Martin and Claire include rose root in their botanicals, a native plant once used by Viking settlers on this wild coastline to give them strength and endurance for their long sea expeditions.
Talking of wild locations, when it opened in 2015, the Isle of Harris Distillery (the island is officially called Lewis & Harris), became the first gin distillery in the remote Outer Hebrides. That’s not the only first the distillery can lay claim to either: it’s also the first distillery to use sugar kelp seaweed as its defining botanical, harvesting it by hand from local sea lochs, giving the gin an authentic taste of its elemental location.
Tours, which include tastings of the distillery’s gin as well as its new-make whisky – having only opened in 2015 its Hearach (the Gaelic name for a person from Harris) single-malt whisky isn’t quite ready – begin in a small, charred-oak lined tasting room on Harris Tweed chairs. During tours you’ll also get to touch, smell and taste all the botanicals before a guided sampling of Isle of Harris Gin and Sugar Kelp Aromatic Water (a seaweed tincture that lets you customise your pour to your taste).
Founder Anderson Bakewell set up the distillery with the aim of addressing population decline on the isle, where the population has halved over the past 50 years. Opening in 2015 with 10 full-time staff, it now has almost 40, and by only selling direct (you can buy through its website too), it ensures that those jobs stay local. Of course, Bakewell also wants to inspire people to visit the Isle of Harris, which is reached by ferry from Skye.
Another isle off Skye’s shores, the Isle of Raasay, opened the doors of its distillery in 2018 and is preparing to launch its first single-malt whisky in 2020 (it started distilling elsewhere a little earlier). In the meantime, visitors can sample its Hebridean gin – the first legal spirit to come out of an isle rooted in centuries of illicit distilling.
Handcrafted right here on the isle, the Isle of Raasay Gin is distilled in a Frilli copper pot using a blend of 10 botanicals, including rhubarb root, citrus fruit peel and water from its well. After a tour of the still room, visitors can sample the gin in a stunning tasting room, with views across to Skye and the Red Cuillin.
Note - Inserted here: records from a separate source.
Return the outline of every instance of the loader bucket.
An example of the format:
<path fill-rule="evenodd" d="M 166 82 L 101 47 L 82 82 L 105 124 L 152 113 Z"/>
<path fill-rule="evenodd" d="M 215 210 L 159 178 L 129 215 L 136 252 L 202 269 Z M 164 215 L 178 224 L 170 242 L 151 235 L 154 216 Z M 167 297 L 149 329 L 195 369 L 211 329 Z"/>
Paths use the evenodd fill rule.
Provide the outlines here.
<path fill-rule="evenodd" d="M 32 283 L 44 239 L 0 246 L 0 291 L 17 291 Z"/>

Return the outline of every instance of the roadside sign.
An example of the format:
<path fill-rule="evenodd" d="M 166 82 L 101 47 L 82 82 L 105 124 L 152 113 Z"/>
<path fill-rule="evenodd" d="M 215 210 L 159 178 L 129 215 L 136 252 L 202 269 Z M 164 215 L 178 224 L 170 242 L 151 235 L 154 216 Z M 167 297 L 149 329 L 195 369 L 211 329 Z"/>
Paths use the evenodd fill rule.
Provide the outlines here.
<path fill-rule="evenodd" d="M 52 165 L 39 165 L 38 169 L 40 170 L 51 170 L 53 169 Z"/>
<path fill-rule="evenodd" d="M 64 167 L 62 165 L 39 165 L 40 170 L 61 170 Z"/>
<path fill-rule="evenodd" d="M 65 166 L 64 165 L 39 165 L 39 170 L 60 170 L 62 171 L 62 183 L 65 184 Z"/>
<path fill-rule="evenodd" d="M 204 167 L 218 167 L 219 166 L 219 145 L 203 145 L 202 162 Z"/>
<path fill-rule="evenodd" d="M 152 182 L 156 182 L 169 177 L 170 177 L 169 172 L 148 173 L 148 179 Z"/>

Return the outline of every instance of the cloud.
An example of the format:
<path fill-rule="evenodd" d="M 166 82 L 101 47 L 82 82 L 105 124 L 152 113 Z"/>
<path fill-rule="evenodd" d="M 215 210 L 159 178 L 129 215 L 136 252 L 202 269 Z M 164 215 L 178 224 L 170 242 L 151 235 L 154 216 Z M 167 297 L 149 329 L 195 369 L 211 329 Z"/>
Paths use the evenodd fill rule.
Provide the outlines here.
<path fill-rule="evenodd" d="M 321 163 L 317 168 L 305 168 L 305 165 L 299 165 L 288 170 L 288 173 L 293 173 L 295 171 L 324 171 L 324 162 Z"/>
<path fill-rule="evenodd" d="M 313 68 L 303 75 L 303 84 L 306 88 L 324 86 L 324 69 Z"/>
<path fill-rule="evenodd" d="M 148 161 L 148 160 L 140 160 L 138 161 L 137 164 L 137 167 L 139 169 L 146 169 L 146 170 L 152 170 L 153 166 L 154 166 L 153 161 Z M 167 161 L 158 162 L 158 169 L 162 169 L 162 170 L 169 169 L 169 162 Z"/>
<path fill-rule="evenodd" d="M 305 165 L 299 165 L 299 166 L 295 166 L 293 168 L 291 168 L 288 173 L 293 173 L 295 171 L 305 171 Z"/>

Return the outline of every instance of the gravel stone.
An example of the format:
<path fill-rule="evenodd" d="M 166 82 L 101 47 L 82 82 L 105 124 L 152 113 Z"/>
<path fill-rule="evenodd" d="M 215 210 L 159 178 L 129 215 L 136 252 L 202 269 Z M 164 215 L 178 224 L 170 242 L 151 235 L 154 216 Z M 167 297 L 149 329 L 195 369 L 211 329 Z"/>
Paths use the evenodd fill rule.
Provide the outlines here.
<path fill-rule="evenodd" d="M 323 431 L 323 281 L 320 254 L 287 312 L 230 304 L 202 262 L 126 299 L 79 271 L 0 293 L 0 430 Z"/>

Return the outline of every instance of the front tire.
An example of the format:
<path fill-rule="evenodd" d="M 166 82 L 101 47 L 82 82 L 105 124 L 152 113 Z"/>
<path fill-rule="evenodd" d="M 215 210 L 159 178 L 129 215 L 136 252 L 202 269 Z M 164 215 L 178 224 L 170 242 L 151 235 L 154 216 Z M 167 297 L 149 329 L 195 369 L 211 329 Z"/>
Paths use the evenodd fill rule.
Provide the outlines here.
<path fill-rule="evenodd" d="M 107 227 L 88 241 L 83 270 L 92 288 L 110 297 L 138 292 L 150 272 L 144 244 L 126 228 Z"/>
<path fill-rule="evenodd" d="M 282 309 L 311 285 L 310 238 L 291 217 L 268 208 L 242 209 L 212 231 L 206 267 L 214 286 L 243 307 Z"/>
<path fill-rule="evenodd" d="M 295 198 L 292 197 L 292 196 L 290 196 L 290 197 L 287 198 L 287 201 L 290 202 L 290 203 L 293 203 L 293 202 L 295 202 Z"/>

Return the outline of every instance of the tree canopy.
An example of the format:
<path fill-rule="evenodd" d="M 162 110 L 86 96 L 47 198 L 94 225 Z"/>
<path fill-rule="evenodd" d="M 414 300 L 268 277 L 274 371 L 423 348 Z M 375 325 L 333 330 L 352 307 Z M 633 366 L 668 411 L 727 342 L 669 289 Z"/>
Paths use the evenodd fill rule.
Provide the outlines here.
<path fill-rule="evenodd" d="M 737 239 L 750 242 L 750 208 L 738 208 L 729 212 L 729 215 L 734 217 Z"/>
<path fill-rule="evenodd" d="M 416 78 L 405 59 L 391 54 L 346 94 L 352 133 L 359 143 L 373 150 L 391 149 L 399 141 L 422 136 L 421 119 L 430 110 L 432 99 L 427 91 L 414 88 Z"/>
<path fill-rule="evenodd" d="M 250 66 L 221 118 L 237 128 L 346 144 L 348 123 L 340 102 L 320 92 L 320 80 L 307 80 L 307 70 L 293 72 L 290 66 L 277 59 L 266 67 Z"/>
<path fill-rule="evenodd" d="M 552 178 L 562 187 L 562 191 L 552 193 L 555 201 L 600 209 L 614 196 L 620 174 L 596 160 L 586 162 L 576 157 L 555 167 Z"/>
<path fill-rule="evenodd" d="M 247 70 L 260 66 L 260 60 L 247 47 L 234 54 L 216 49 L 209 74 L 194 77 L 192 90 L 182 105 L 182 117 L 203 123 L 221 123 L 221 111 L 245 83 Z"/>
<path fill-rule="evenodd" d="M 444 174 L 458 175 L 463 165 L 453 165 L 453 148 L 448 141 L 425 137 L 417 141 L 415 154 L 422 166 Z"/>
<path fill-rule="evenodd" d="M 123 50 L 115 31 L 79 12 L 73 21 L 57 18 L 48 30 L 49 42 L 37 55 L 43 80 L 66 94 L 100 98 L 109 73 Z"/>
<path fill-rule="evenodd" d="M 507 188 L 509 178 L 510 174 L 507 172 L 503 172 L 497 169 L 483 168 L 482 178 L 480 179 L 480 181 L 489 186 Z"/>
Plus, gorgeous boutique rooms upstairs mean you can have more than a nip or two before settling in for the night.
And finally,the most southerly of the Inner Hebrides isles, Islay may be better known for its whisky-making, but one distillery has been making a very good gin for years. Located on the western peninsula of the isle, Bruichladdich’s dry gin, The Botanist, uses 22 hand-foraged local botanicals, including gorse flowers and apple mint, which all go into its Lomond still, known as ‘Ugly Betty’.
The resulting gin brings together the best of Islay’s natural bounty, from its Atlantic-washed beaches to its heather-covered hills, and is a nice change for anyone who’s not so keen on whisky, which is abundant elsewhere on the isle.
Tours are available Thursdays to Sundays for £10 with occasional drop-ins available.
Visits are combined with a tour of Tennent’s Brewery. The three-hour tours cost £38.
One-hour tastings are available for £15 at the current premises five miles outside St Andrews, while a new distillery is under construction.
There are daily tours from mid-March to late November (except Sundays) at this far north distillery. They cost £15, last around an hour and include a tasting.
Guests who arrive on this Outer Hebrides isle are welcomed into the distillery by a peat fire six days a week and made to feel right at home.
With regular ferries from Sconser on Skye, it’s easier to get here than you might think. Tours start from just £10.
The two-hour Botanist tour costs £25 but it does include a cocktail class.